En 1764, más de dos siglos y medio después del control promulgado por los Reyes Católicos, el Real Colegio de Cirugía de Barcelona ordena un examen a todos aquellos que quieran militar en la cirugía menor, como parteras, comadrones, oculistas o "sangradores", como así les denominaba su título. Media docena de dentistas tuvo Felipe V a su servicio, como Pedro Gay, un "trasplantador de dientes" cuyas intervenciones suscitaron el interés de la prensa; o Blas Beaumont, el gran cirujano del siglo, autor de varias extracciones dentales a miembros de la realeza.
¿Y qué dentífricos cuidaban las bocas regias? De 1787 hay registro de una opiata elaborada para la citada María Luisa de Parma que mezcla colar rubio, cochinilla, sangre de drago o alumbre. Otras de estas pócimas-enjuagatorios utilizados por las infantas Amalia y Luisa en 1790 llevaban cocimiento de malvas y leche de cabras.
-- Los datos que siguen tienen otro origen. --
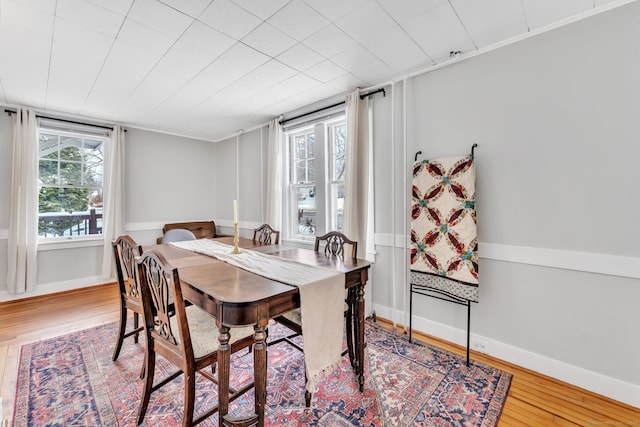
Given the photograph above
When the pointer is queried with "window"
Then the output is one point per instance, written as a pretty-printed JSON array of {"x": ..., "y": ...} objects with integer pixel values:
[
  {"x": 316, "y": 177},
  {"x": 70, "y": 172}
]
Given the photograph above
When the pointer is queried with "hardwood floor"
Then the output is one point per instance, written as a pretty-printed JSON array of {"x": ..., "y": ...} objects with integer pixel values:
[{"x": 534, "y": 399}]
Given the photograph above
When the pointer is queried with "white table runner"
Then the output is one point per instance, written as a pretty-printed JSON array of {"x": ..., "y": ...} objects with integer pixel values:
[{"x": 321, "y": 300}]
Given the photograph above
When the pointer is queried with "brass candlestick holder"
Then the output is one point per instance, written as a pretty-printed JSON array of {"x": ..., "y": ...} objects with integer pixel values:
[{"x": 235, "y": 239}]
El siglo XIX dibuja el camino hacia lo consolidación de la odontología española, con la llegada al país de los mejores dentistas que se habían formado en Estados Unidos y que trajeron consigo un importante avance: la anestesia. También en esta época se respiran aires de cambio: las mujeres empiezan a asomar la cabeza en el mundo dental —Alfonso XII aprobó una Real Orden que las autorizaba a "ejercer la profesión de Cirujano dentista—. La pionera fue la zaragozana Polonia Sanz y Ferrer, rechazada sin embargo para la corte isabelina y el Ejército y despreciada por sus colegas.
El relato de Javier Sanz continúa la evolución de las prácticas odontológicas en la Casa Real española hasta la actualidad, un pasado reciente mucho menos rico en anécdotas en comparación con el resto de páginas que nutren su obra, por la que discurren anónimos calmadores de los dolores reales. Son los casos del "maestre" Muñoz. encargado de la extracción de una muela dañada de Juana "la Loca" durante su encierro en Tordesillas; el joven Antonio Rotondo, de dieciséis años, que en ausencia de su padre arrancó otra pieza a Fernando VII; o el charlatán y curandero Luis Antonio Becerra, que en 1858, durante un viaje de Isabel II por Galicia, sacó a la reina, en un mesón cualquiera del camino, una muela enferma. Quedó tan aliviada y agradecida que le concedió la Cruz de la Orden de Isabel la Católica. El dolor no entiende de clases.